The privately funded think-tank says New Zealand has generated strong economic growth over the past 15 years and the challenge now is to sustain this growth or even to raise it further.
It is a demanding challenge; New Zealand's per capita income ranks 21st out of 30 OECD countries and remains over a quarter lower than Australia's.
NZI chief executive David Skilling says there is a "pronounced link" between productivity growth and countries that were early adopters of ICT.
"The development of IT is an important part of raising productivity," he says.
Two thirds of the economic growth in New Zealand during the past 15 years has been due to growth in hours worked, and only one third has been due to labor productivity growth. Because hours worked will grow at a much slower rate over the next 15 years, this is not a sustainable growth strategy, says an OECD report on productivity. It concludes that increased exporting and international investment by local firms are crucial to achieving faster productivity growth.
"It seems reasonable that making increased investments both in hardware and software would help to create growth in New Zealand's IT sector and also in other sectors that use the technology to be more productive."
Skilling says that if New Zealand wants to increase its productivity then substantially increasing the amount of investments in IT will be important.
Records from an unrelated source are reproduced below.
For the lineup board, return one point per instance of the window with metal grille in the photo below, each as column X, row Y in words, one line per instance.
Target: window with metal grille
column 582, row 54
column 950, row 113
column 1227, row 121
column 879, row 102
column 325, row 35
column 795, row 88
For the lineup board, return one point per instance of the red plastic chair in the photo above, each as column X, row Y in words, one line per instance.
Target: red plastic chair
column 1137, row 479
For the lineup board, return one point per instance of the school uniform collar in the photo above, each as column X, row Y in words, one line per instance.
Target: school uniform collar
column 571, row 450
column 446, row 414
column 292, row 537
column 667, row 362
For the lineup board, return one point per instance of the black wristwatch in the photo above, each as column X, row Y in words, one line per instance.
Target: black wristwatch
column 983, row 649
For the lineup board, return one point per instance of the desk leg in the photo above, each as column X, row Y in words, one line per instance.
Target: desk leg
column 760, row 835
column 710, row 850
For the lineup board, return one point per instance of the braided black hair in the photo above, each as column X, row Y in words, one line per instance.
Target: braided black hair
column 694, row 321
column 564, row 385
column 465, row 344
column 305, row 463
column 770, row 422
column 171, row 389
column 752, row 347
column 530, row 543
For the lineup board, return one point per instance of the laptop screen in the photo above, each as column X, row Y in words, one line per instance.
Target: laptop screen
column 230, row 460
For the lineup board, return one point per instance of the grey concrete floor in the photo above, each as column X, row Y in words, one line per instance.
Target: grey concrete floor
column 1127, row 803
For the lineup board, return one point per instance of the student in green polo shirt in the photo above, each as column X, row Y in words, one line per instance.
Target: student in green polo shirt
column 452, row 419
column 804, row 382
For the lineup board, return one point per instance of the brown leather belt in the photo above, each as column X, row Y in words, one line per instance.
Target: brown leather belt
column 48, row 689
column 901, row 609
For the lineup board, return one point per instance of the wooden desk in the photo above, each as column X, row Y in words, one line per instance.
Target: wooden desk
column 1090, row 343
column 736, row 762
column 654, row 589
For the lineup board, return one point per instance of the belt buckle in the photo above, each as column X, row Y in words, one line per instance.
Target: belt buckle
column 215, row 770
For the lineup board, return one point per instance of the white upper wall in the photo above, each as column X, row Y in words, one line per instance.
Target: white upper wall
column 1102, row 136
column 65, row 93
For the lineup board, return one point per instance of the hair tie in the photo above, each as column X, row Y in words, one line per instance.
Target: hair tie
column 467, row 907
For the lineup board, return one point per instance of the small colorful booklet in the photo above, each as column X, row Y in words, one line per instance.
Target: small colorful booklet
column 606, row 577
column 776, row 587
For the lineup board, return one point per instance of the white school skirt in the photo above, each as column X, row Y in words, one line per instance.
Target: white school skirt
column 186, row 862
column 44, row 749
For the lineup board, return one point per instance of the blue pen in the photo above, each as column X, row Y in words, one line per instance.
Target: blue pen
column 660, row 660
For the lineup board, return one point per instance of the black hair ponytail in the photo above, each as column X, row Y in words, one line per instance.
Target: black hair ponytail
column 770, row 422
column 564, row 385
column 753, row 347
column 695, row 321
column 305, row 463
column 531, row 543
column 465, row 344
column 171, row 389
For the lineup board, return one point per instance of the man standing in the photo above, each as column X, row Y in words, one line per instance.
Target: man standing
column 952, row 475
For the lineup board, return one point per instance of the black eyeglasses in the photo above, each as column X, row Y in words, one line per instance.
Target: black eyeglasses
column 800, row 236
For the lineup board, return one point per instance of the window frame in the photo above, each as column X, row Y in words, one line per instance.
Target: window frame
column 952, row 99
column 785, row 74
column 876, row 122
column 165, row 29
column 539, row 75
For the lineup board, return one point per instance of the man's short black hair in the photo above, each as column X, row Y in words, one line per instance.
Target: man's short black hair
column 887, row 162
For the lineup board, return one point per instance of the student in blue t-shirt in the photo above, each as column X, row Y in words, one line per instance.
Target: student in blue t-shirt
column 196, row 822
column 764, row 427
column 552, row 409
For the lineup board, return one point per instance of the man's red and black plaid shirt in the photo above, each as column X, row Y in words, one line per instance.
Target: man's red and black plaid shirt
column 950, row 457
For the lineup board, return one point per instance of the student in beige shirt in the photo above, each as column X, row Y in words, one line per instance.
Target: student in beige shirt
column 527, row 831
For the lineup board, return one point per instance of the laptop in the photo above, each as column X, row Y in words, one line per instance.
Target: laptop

"And that is even more the case because of our location -- we are a small economy far away from other markets."
One of the optimistic scenarios is that technological progress will lessen the negative effects of distance. But Skilling warns that it will not happen automatically. Investments in technology have to be made and there has got to be a broad uptake of that technology across the community.
"Broadband is a good example," he says. "New Zealand has one of the lowest broadband penetration rates in the OECD. In principle broadband would be great. It enables all sorts of things that were impossible ten years ago, but if the use of broadband is not widespread in the economy the benefits we are going to get from it are much less than they could be."
Historically New Zealand has been a primary economy, driven by forestry and dairy, and it is still to a large extent a primary based economy, Skilling says. He says New Zealand has not made as much progress as one could expect in developing new aspects and strengths of the economy.
"New technology is a key priority if we are going to create a global New Zealand economy. There are only a few companies in the country that operate in that space, and looking ahead there is a huge growth opportunity for New Zealand in IT."
If no measures are taken to strengthen New Zealand's economic performance people are less likely to relocate here, and the exit of both people and businesses will continue, he says.
"New Zealand offers good lifestyle but we are struggling to offer good wages, good return, good opportunities for the next generation of New Zealanders. New Zealand needs to achieve higher rates of productivity growth in order to have an economy that generates world class opportunities," he says.